Alis Della terangkat heran. "Apa maksudnya?"

"Biasanya, perempuan suka menebar kode. Tapi kau malah menulisnya jelas-jelas di depan keningmu. Sebagai lelaki, aku pasti bingung."

"Yang membingungkan justru lelaki sepertimu. Protes karena tidak bisa memecahkan kode dari perempuan, tapi menuduhku agresif karena ingin memperjelas status." Kesal, secara refleks Della memukulkan apa yang dipegangnya ke bahu Manuel.

"Hei, tidak baik melakukan itu pada makanan."

Tersadar, Della menunduk dan mendapati daun peterseli dalam genggamannya. Titik-titik air di dedaunan itu malah memberinya gagasan lain. "Benar juga. Maaf, ya," ucap Della sambil mengiraikan peterseli ke arah Manuel.

"Aduh. Airnya," protes Manuel sambil memejamkan mata kaget.

"Memang kenapa airnya?" Della berpura-pura bodoh sambil kembali mengibaskan tangan. Ini cukup mengingatkannya pada pompon yang dipegangnya sebagai anggota cheerleader sekolah.

Manuel mengusap wajahnya yang kembali terciprat air. "Cepat sekali kau menduplikat sikap menyebalkan Mammiel. Kalian cocok sebagai ibu dan anak."

Mendengar itu, Della malah mengipasi Manuel hingga lebih banyak air dari peterseli yang mengenai wajah lelaki itu. "Kuharap air ini akan memurnikan jiwamu yang berani-beraninya meyandingkan kata 'menyebalkan' dan 'Mammiel' dalam satu kalimat."

"Kau membuat ini terasa seperti eksorsis," gerutu Manuel sambil berlari menghindar tetapi Della tetap mengibaskan peterseli padanya.

Diam-diam, Rachel mengulum senyum saat menyaksikan itu semua dari balik tirai pembatas dapur.
***

Makan malam itu berlangsung meriah. Selain karena Rachel yang memperlakukan Della selayak anaknya sendiri, Samuel Vinocchito alias Pappiel juga sesekali melontarkan humor ala bapak-bapak yang membuat seisi ruang makan tergelak─antara terpaksa atau takut merasa durhaka.

Della duduk di sisi Rachel, berseberangan langsung dengan Miguel. Sedangkan Manuel duduk bersebelahan dengan adiknya. Samuel duduk di bagian kepala meja seperti kepala keluarga pada umumnya.

Seusai menikmati santapan lezat itu, Miguel meminta Della untuk menemaninya berjalan-jalan santai. Lelaki itu berdalih ingin membakar kalori lebih cepat.

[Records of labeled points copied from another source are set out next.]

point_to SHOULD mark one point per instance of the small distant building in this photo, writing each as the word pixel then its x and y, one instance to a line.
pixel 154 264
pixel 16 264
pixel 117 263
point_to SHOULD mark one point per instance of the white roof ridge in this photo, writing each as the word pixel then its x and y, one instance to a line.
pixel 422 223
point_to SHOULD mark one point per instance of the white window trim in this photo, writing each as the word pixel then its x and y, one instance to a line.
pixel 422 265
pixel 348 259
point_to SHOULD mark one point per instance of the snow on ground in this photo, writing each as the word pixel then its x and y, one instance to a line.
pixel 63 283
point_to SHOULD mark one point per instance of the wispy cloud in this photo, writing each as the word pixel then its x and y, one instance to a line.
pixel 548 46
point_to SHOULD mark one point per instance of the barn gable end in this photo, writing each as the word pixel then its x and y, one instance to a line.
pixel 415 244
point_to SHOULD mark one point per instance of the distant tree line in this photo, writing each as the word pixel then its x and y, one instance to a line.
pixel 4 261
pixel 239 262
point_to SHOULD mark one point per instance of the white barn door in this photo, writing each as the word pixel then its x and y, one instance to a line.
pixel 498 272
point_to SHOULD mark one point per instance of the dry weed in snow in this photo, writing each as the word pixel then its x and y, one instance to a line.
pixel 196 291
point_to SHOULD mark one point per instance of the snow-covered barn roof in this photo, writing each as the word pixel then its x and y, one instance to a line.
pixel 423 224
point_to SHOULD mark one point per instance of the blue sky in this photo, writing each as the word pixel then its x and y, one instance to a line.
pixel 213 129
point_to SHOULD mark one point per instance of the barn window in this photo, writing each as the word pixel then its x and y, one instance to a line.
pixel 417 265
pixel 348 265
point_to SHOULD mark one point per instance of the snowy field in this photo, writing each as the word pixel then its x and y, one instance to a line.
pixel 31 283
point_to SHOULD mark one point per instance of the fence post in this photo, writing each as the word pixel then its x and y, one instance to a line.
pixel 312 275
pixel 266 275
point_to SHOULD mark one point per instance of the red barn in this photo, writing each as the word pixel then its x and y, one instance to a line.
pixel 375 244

Miguel tidak berhenti memandangi Della seolah jika ia berkedip lebih dari satu detik, maka gadis itu akan hilang dari hadapannya. Itu terus berlangsung sejak di ruang makan, bahkan ketika para pelayan menghidangkan masakan Rachel ke atas meja. Hingga kini mereka berada di taman, Miguel tidak membiarkan dirinya lengah. "Aku tidak menyangka kita bisa bertemu lagi," katanya kemudian.

Della mengangguk lantas terkekeh. "Ya. Kau sudah mengatakan itu sebanyak tujuh kali."

"Benarkah?" seru Miguel lalu ikut tertawa kecil. "Aku cuma masih sulit percaya."

"Sama."

"Siapa sangka kau akhirnya bekerja di perusahaan yang sama dengan Mammiel dan Manuel." Miguel mendesah takjub. "Kalau tahu begini, seharusnya aku tidak menolak saran Mammiel untuk melamar sebagai tim hukum AND."

"Kenapa kau tolak?"

"Cuma tentang ego. Aku tidak ingin orang-orang berpikir kalau aku diterima karena punya relasi dengan elite perusahaan."

"Yakin sekali kau akan diterima."

"Tentu saja." Kepercayaandiri Miguel sama sekali tidak mengalami penyusutan. "Di mana lagi mereka bisa menemukan pengacara cerdas, kompeten, tampan, dan seksi seperti aku?" tanyanya retorik sambil menunjuk kepala, wajah, dan otot perutnya secara berurutan.

Della tertawa sinis. "Aku heran apa yang dulu membuatku sampai rela menyatakan cinta kepadamu."

"Dan sejak saat itu kau terus menghindariku."

"Apa yang kauharapkan?" cibir Della. "Terus menempelimu seperti anak anjing padahal sudah ditolak?"

"Aku menolak bukan karena tidak menyukaimu─"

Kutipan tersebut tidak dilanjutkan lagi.